For many students with NVLD, difficulty in social interactions results in a reliance on technology to communicate. Without the non-verbal components of social interaction, they can rely on their strong verbal abilities when communicating. Students with NVLD can become overly reliant, even obsessed with their phones and other devices.
- Educational Challenges:
- Difficulty with tasks that involve visual-spatial skills, such as geometry.
- Challenges in executive functioning skills, impacting academic performance.
- Need for explicit instructions and verbal explanations in learning.
- Difficulty interpreting implied or inferred meaning
- Difficulty in large or chaotic learning environments due to sensory overwhelm
For students with NVLD, educational challenges can look like inattention and lack of engagement. Without proper instruction, positive encouragement, and accommodations, students with NVLD struggle to get started with tasks and work through difficulties.
Strategies for Support:
Teacher Education: The majority of educators have little to no knowledge of NVLD
- Awareness among educators and parents to recognize signs of NVLD.
- Collaboration with professionals, including psychologists, occupational therapists, and educational specialists
- Educational Approaches:
- Individualized education plans (IEPs) that address the specific needs of students with NVLD.
- Implementing visual aids, verbal instructions, and alternative learning methods to enhance comprehension.
- Small class size, reduced distractions, visual stimuli, and noise
- Break down information into manageable chunks and scaffold information, cycling back to stimulate memory and connections.
- Social Skills Training:
- Targeted interventions to improve social skills, including interpreting non-verbal cues and understanding social norms.
- Group activities that encourage teamwork and cooperation.
- Therapeutic Support:
- Access to counseling and therapy to address emotional and social challenges.
- Counseling interventions to manage anxiety and stress associated with social interactions.
- Occupational therapy for coordination and sensory overwhelm
- Parental and Teacher Involvement:
- Regular communication between parents, teachers, and support staff to monitor progress.
- Providing resources and training for educators to create inclusive learning environments.
How Bayhill High School meets the needs of students with NVLD
Example: Graphing in Algebra – Graphing poses unique challenges with visual-spatial orientation.

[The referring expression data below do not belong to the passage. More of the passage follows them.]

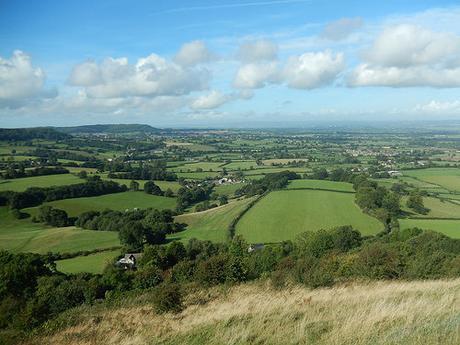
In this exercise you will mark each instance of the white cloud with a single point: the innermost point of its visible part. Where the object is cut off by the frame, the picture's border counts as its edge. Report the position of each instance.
(151, 76)
(369, 75)
(312, 70)
(212, 100)
(341, 29)
(407, 56)
(261, 50)
(20, 81)
(255, 76)
(439, 107)
(408, 45)
(193, 53)
(85, 74)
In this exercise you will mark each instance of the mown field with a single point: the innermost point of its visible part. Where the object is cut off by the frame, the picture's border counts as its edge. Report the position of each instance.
(281, 215)
(115, 201)
(94, 263)
(21, 184)
(438, 208)
(448, 178)
(211, 224)
(321, 184)
(25, 236)
(383, 313)
(164, 185)
(449, 227)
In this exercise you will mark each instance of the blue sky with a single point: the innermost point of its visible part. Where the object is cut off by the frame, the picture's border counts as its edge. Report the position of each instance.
(222, 63)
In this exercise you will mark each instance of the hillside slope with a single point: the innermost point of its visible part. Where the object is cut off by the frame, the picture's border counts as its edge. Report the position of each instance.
(425, 312)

Bayhill provides the following support and instruction to students.
- Graph paper should clearly label each axis and the direction of movement. In the example below, the graph paper is always labeled with X and Y axes. L indicates moving left and R indicates moving right. We also label + and – directions. When orienting to the X/Y Axis we ask students to use arrows over X and Y coordinates to remind them which way to move.
- Use large graph paper with larger squares.

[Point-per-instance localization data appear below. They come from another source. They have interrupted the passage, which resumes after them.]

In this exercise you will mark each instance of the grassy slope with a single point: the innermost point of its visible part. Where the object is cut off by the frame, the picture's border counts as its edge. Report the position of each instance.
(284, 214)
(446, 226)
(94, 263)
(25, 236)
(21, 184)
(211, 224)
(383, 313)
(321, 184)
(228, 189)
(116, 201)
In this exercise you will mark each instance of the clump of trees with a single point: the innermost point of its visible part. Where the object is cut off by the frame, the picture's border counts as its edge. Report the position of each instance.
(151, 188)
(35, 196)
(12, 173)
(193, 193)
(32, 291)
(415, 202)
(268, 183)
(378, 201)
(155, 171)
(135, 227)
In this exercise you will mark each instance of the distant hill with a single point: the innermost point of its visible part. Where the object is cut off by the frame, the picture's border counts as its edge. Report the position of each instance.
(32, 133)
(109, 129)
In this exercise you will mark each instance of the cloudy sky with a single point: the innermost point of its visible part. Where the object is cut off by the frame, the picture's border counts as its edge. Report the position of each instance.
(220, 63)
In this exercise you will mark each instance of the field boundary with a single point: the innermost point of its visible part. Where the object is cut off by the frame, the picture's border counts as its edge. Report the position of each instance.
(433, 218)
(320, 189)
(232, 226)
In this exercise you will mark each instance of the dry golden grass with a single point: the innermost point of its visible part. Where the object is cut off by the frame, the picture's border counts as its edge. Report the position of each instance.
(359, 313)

- Add language to help students orient to the X/Y Axis and Quadrants. For example, when plotting (3, -4) students would verbalize the following: “Start at 0,0. Count right 3 lines. Now down 4 lines.”
- Since students with NVLD are strong verbally, they can use this strength to improve accuracy with visual-spatial tasks.
- Other accommodations might include using Kami or Desmos to help with handwriting or fine motor deficits.
Non-Verbal Learning Disorder’s impact on students can be profound. By fostering awareness and implementing tailored support strategies, we can implement effective interventions and supports that enable students with NVLD to thrive academically and socially. It is important to recognize and appreciate the unique strengths and challenges associated with NVLD to promote understanding and support within our schools.